Multi-agency efforts on the fire battle, the investigation into the firefighter deaths, and Tuesday's memorial for the firefighters combined into one Joint Operations Center at the Prescott High School Friday to better coordinate the efforts.
Many of the country's other 109 elite hotshot crews will be sending representatives to the 11 a.m. Tuesday memorial at Tim's Toyota Center in Prescott Valley, said memorial spokesman Steven Berube, who works for one of the Southwest Incident Management teams as well as the New York City Fire Department.
Memorial planners are seeking honor guards, pipes & drums, buglers and rifle teams for the memorial as well as subsequent funerals and transport of firefighters' remains to their hometowns through late July.
More than 200 firefighting personnel are in Prescott to help plan for the memorial alone, he said.
"As soon as we heard they needed help, we were right on it," Berube said.
Senators visit families
The fire killed 19 of the 20 crew members of the Prescott Fire Department's Granite Mountain Hotshots Sunday when the wind shifted and they were overcome by the flames.

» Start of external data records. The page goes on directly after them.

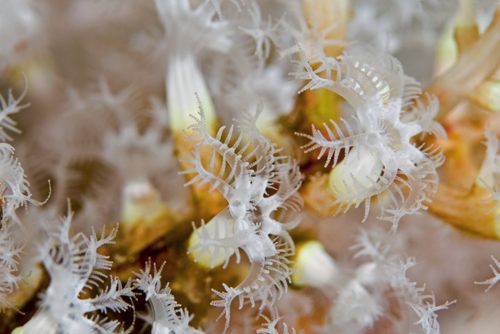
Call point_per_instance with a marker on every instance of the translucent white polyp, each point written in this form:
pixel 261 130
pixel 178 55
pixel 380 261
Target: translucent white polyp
pixel 184 83
pixel 139 200
pixel 361 168
pixel 220 226
pixel 314 266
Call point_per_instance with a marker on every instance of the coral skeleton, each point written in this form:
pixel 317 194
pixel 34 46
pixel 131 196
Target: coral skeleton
pixel 377 137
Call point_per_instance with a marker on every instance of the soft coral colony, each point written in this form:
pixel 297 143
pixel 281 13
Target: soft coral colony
pixel 230 139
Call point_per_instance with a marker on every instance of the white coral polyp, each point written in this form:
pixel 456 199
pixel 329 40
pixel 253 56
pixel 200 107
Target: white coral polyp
pixel 14 187
pixel 75 266
pixel 189 32
pixel 260 185
pixel 376 136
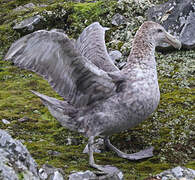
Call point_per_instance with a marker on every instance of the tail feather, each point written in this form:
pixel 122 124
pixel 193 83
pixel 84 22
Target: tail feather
pixel 61 110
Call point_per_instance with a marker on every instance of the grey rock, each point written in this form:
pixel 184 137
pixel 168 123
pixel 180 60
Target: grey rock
pixel 26 7
pixel 5 121
pixel 29 6
pixel 16 161
pixel 24 119
pixel 115 55
pixel 97 146
pixel 177 173
pixel 48 172
pixel 87 175
pixel 176 16
pixel 118 19
pixel 29 25
pixel 82 175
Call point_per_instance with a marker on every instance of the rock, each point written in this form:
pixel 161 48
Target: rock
pixel 176 16
pixel 53 153
pixel 48 172
pixel 5 121
pixel 82 175
pixel 29 25
pixel 177 173
pixel 87 175
pixel 26 7
pixel 16 162
pixel 115 55
pixel 97 147
pixel 118 19
pixel 24 119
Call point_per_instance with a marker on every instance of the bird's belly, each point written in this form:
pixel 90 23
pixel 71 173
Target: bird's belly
pixel 131 112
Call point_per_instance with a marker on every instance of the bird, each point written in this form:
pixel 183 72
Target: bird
pixel 99 99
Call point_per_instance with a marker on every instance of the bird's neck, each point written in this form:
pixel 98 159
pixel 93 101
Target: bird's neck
pixel 142 55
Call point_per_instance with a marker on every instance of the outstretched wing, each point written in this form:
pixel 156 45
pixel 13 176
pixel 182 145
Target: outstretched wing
pixel 54 56
pixel 91 44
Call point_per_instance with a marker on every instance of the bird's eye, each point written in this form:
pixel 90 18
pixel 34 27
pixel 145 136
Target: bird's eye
pixel 159 30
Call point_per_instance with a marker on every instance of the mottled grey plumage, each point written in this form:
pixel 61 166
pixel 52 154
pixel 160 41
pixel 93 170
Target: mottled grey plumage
pixel 99 99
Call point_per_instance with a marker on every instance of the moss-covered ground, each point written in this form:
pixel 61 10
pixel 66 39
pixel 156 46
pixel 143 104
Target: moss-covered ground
pixel 170 129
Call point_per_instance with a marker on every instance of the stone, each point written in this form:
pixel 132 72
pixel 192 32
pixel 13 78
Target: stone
pixel 48 172
pixel 82 175
pixel 5 121
pixel 26 7
pixel 87 175
pixel 176 16
pixel 118 19
pixel 97 147
pixel 16 162
pixel 24 119
pixel 177 173
pixel 115 55
pixel 29 25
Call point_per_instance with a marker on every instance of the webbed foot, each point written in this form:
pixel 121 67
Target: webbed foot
pixel 105 170
pixel 146 153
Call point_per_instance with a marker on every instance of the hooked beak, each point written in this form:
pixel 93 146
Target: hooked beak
pixel 172 41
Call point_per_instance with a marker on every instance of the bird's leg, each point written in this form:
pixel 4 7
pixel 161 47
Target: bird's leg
pixel 107 169
pixel 146 153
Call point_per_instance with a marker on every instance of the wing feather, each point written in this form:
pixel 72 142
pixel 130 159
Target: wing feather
pixel 54 56
pixel 91 44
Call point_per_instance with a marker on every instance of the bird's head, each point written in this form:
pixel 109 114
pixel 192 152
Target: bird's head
pixel 156 34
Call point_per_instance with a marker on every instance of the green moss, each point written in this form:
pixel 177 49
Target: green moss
pixel 170 129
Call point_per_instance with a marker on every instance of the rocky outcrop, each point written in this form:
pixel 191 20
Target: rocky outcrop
pixel 176 16
pixel 29 25
pixel 90 175
pixel 16 162
pixel 177 173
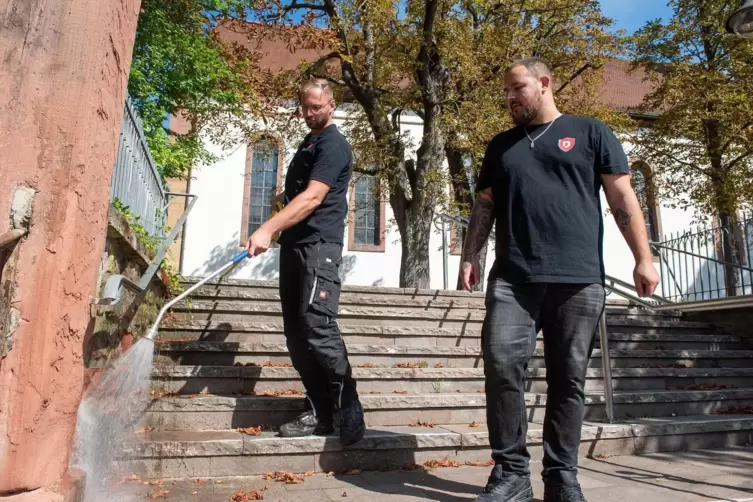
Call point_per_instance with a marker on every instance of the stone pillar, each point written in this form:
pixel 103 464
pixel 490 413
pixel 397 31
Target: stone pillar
pixel 64 74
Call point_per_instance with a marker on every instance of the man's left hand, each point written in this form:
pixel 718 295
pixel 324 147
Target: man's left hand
pixel 259 242
pixel 646 279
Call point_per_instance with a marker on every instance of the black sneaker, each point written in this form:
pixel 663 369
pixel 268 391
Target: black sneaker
pixel 305 425
pixel 510 488
pixel 554 492
pixel 352 426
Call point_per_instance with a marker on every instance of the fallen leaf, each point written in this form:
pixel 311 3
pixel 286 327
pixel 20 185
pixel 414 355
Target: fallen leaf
pixel 350 472
pixel 480 463
pixel 422 424
pixel 284 477
pixel 434 464
pixel 251 431
pixel 245 496
pixel 158 494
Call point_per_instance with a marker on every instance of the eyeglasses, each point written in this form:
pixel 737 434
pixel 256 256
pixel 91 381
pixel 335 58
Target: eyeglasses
pixel 313 108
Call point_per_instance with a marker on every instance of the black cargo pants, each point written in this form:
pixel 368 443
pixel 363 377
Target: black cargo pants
pixel 310 296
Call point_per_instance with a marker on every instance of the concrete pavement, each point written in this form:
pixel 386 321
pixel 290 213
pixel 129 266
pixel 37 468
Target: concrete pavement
pixel 694 476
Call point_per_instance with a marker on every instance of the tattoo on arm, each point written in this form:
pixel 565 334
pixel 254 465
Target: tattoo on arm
pixel 479 227
pixel 622 218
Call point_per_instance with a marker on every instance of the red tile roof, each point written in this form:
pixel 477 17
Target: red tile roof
pixel 621 89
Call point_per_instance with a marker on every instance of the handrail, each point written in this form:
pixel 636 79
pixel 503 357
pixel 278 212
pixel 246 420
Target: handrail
pixel 111 294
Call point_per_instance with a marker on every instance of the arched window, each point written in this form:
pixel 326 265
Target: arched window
pixel 642 180
pixel 262 182
pixel 366 229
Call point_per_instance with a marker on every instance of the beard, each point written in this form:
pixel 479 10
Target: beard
pixel 523 115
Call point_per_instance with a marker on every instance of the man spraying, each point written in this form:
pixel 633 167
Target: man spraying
pixel 312 223
pixel 540 181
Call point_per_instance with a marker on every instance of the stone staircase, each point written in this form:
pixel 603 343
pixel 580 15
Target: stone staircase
pixel 221 365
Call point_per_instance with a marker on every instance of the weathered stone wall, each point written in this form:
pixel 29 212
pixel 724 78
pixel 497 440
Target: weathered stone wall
pixel 64 75
pixel 737 321
pixel 116 328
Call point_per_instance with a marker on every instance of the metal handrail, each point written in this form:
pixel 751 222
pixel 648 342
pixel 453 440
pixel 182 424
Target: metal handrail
pixel 115 284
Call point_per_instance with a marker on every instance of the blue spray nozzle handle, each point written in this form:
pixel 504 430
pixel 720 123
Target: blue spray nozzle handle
pixel 241 256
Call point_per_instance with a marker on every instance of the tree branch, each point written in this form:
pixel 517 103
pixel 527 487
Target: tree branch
pixel 739 158
pixel 574 76
pixel 304 5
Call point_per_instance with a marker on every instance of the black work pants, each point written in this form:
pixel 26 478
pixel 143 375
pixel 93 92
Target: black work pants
pixel 310 296
pixel 568 315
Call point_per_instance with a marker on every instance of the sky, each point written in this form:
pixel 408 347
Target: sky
pixel 631 15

U.S. Senators John McCain and Jeff Flake, who were in Prescott Friday for the local Republicans' annual Independence Day barbecue, met with the families of the fallen firefighters earlier Friday and then spoke to the media.
"The magnitude of this tragedy on a small town is enormous," Flake said.
"As far as we can tell, this terrible tragedy was not something that was inevitable," McCain said. "A freak wind shift...was the cause."
Both McCain and Flake plan to attend Tuesday's memorial.
McCain and Flake expressed concerns about $115 million worth of automatic sequester cuts to wildland firefighting resources that McCain said will result in 500 fewer firefighters and 50 fewer fire engines this season.
McCain said the country needs more heavy air tankers after dropping from 44 in 2002 to 18 last year. He and other members of Congress have asked the Department of Defense to transfer more of its older planes to the Forest Service. "It's clear that we are facing cuts that will reduce the capability of the Forest Service...to fight these fires," McCain said.
One-fourth of Arizona has burned in wildfires over the last decade, he said, citing the long-term drought and overstocked forests as contributing factors. He supports more timber contracts to thin out the forests.
"In the older days, fires just swept through and didn't do damage," he said. "They do now."
APS works on lines
Approximately 575 Yarnell residents remain evacuated because of the wildfire.
They were evacuated June 30, two days after lightning ignited the Yarnell Hill wildfire near Yarnell about 20 miles south of Prescott.
Peeples Valley residents to the north got to return home on the Fourth of July. YCSO officials say two structures burned there.
Arizona Public Service is estimating it could finish restoring electrical power to Yarnell as early as Sunday.
Fire authorities have stated that Yarnell needs to have safe utilities in place before evacuees can return home.
Approximately 80 APS employees are helping to replace 80 to 100 power poles and 25 to 30 transformers, spokesman Damon Gross said.
"We are essentially rebuilding the system in Yarnell," he said. The work started late Wednesday afternoon and about one-third is complete, he said Friday afternoon.
The UniSource Energy Services gas company has completed about 20 percent of its repair work, Jerome Macdonald, deputy incident commander for the Southwest Area Incident Management Team, said during the fire's Friday briefing off Hays Ranch Road and Highway 89 in Peeples Valley.
Gas company crews are inspecting propane tanks at homes in addition to natural gas that the company supplies to its customers, and is is inspecting all tanks for leaks and damage from the fire.
The fire was at 90 percent containment Friday evening. Officials don't expect it to grow from about 8,400 acres, and they hope to fully contain it by July 12. Lightning ignited it on June 28 just southwest of Yarnell.
"We still have work to do on the north," Macdonald said. "That is what the hotshot crews are doing. They are securing that (fire) line, taking care of hotspots. We will continue to have the helicopter here."